Un salto in via Goia ex mangimificio Caffarri Fondazione Reggio Children – FRC

Dal suono dei vari materiali alle danze per i bambini più piccoli, fino ai mattoncini Lego con cui poter giocare: da giovedì 5 febbraio con “Un salto in via Gioia!” a Reggio Emilia ritornano i pomeriggi di apertura al pubblico – dalle 16 alle 18 – degli spazi dell’ex mangimificio Caffarri, oggi affidati alla Fondazione Reggio Children.

Due ore per apprendere e creare giocando, con visite e laboratori gratuiti dedicati a tutta la cittadinanza, ma in modo particolare a bambini, bambine e loro genitori. Qui il link per iscriversi.

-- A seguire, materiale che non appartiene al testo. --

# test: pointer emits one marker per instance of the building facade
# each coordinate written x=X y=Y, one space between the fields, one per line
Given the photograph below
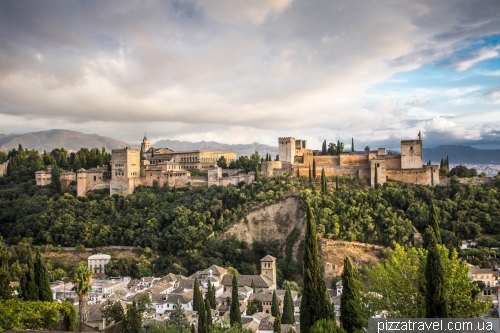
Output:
x=296 y=159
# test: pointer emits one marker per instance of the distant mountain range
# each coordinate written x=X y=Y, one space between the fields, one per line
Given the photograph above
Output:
x=56 y=138
x=239 y=149
x=462 y=155
x=71 y=140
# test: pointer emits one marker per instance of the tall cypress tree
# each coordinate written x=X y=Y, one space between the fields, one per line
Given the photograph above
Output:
x=435 y=290
x=314 y=169
x=202 y=317
x=275 y=306
x=277 y=324
x=288 y=308
x=234 y=310
x=197 y=296
x=310 y=174
x=208 y=316
x=29 y=289
x=210 y=295
x=42 y=279
x=351 y=311
x=323 y=181
x=314 y=304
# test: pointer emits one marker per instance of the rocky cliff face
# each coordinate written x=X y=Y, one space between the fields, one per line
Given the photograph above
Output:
x=277 y=221
x=272 y=222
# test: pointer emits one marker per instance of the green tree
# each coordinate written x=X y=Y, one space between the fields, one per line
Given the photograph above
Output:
x=326 y=326
x=5 y=276
x=202 y=316
x=234 y=310
x=288 y=308
x=133 y=319
x=178 y=316
x=210 y=295
x=197 y=296
x=314 y=304
x=314 y=169
x=435 y=288
x=112 y=312
x=277 y=324
x=351 y=311
x=275 y=306
x=29 y=289
x=208 y=317
x=83 y=285
x=42 y=279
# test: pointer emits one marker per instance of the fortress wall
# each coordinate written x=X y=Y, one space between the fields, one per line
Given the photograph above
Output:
x=411 y=154
x=416 y=176
x=392 y=162
x=360 y=159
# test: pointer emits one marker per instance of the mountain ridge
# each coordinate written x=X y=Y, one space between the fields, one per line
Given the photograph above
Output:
x=58 y=138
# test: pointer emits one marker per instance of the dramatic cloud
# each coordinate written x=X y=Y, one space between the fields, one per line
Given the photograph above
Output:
x=243 y=71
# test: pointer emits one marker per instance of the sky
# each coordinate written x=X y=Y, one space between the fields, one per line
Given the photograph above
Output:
x=242 y=71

L’edificio di via Gioia 4, connotato dalla facciata e dai silos dipinti dall’artista inglese David Tremlett, offre diverse possibilità di esplorazione, conoscenza e divertimento grazie ad atelieristi e atelieriste e agli esperti dei progetti che lo abitano: il Centro di riciclaggio creativo Remida, scintillae-play and learning in the digital age e il dottorato di ricerca Reggio Childhood Studies.

Dalle 16 alle 18, su prenotazione, ci sarà la possibilità di sperimentare esplorazioni libere e guidate. Le attività guidate e specifiche per età sono le seguenti: alle 16 e alle 17 “Piccole danze della materia”, per bambini e bambine dai 2 ai 4 anni e per i loro genitori, dove il linguaggio del movimento incontra la natura dei materiali; dalle 16 alle 18, con “Apparecchiature speciali”, saranno a disposizione materiali di scarto reinventati per rafforzare la piacevolezza dello stare a tavola (dai 5 anni in su). Alle 17 e alle 17.45 con “Piano Sonoro” (dai 4 anni in su) sarà possibile incontrare il coding creativo di Scratch attraverso interazioni sonore nello spazio; alle 16.45 spazio invece a “Dentro o fuori la tana?” (per bambini e bambine tra i 4 e i 6 anni e per i loro genitori), per esplorare lo spazio della tana attraverso la materia e le trasparenze, nel gioco del vedere ed essere visti.

Tra le attività libere per ogni età, invece, sempre dalle 16 alle 18 ci sono: “Mondi in costruzione”, che invita bambini e bambine (e gli adulti con loro) a osservare, immaginare e costruire assieme con i Lego; “Sonorità dei materiali”, per conoscere e indagare la voce della materia; “Salvato da Remida”, insieme a Emma, alla scoperta di libri preziosi che sono stati riportati in vita e alla memoria collettiva e che possono essere scambiati con altri libri salvati dai cittadini. Alle 17, infine, letture e narrazioni sulla montagna.